Sheryl Sandberg’s Lean In launches today, and like any other plugged-in, ambitious twentysomething, I pre-ordered it and can’t wait to rip into the book that should be sitting in my mailbox right now. I find women’s workplace dynamics so interesting, and while that’s not the focus on Sandberg’s book per se, it’s certainly a part of it. I wrote the beginnings of this post back in November, frustrated by a few business interactions with women, but left it unpublished. I believe in being positive, after all, and there’s no reason to throw women under the bus and perpetuate the very cycle I’m railing against.
But a recent Wall Street Journal article reminded me of it: The Tyranny of the Queen Bee. The article focuses not exactly on the problems I was facing, but it still speaks to the challenges women in the workplace face—and create for each other.
First, let’s focus on the positive: there are some awesome networks of women in business out there. Sandberg is encouraging Lean In circles. Outside of business, there are awesome networks of women—my Box-n-1 basketball team is one of them: we build each other up and want each other to score, both because it helps our team and because we enjoy seeing each other succeed.
Back to business, one of my best friends hired me for a position equal to hers. We have different skill sets, but she wasn’t afraid to hire another smart, talented woman. Like the basketball team, she knew bringing me in would elevate her game and our team’s whole game.
But I am equally frustrated by the other networks of women in business, the ones who think that other women succeeding challenges their own success. Why are we holding each other down, as if that will help us succeed? It won’t.

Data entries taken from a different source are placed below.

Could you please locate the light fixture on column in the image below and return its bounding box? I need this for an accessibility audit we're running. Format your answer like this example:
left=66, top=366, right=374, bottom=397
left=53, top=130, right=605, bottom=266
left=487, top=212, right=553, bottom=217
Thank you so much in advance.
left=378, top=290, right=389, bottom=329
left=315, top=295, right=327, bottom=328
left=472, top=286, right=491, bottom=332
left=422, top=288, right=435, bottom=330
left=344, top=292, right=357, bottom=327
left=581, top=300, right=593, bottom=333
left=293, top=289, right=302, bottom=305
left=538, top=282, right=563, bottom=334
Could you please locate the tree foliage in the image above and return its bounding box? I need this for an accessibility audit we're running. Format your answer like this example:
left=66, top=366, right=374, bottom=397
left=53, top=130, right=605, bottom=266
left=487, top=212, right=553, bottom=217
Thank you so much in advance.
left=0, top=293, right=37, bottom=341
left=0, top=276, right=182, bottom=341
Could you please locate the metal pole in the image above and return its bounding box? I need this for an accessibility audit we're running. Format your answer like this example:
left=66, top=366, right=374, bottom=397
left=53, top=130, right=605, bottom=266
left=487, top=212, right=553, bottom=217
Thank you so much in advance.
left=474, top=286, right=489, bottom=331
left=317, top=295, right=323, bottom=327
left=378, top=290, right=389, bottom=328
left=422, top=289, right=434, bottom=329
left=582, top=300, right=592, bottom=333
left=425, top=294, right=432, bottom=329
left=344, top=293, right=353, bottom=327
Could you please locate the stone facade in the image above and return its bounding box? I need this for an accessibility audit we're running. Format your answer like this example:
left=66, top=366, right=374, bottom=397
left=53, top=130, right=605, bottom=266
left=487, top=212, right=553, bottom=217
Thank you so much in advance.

Why do women let jealousy hold us back from recognizing greatness, both in ourselves and in others? Why do women attempt to use other women to get ahead?
Here, a mind-boggling story the Aspen newspaper has already written about… Long story short: I write, edit, and wrap the second-largest issue of Aspen Magazine of the year—with a supplement—in just two weeks. Despite the aforementioned court case, to this day I still have not received payment for my work.
The second what-are-we-women-doing-to-each-other?! instance came via a woman who approached me asking for a proposal for my services on her website. She loved my proposal, but followed up with “Oh, I can’t pay you. Don’t you want to see my project succeed?” When I declined to work for free, she implemented many of the ideas in the proposal anyway.
Would she have asked a man to work for free, much less in an extremely manipulative way? No. Women, let’s be honest, and open, and respectful.
Women, Get It Together. Respect. Build each other up.
We face enough challenges. Let’s not make more.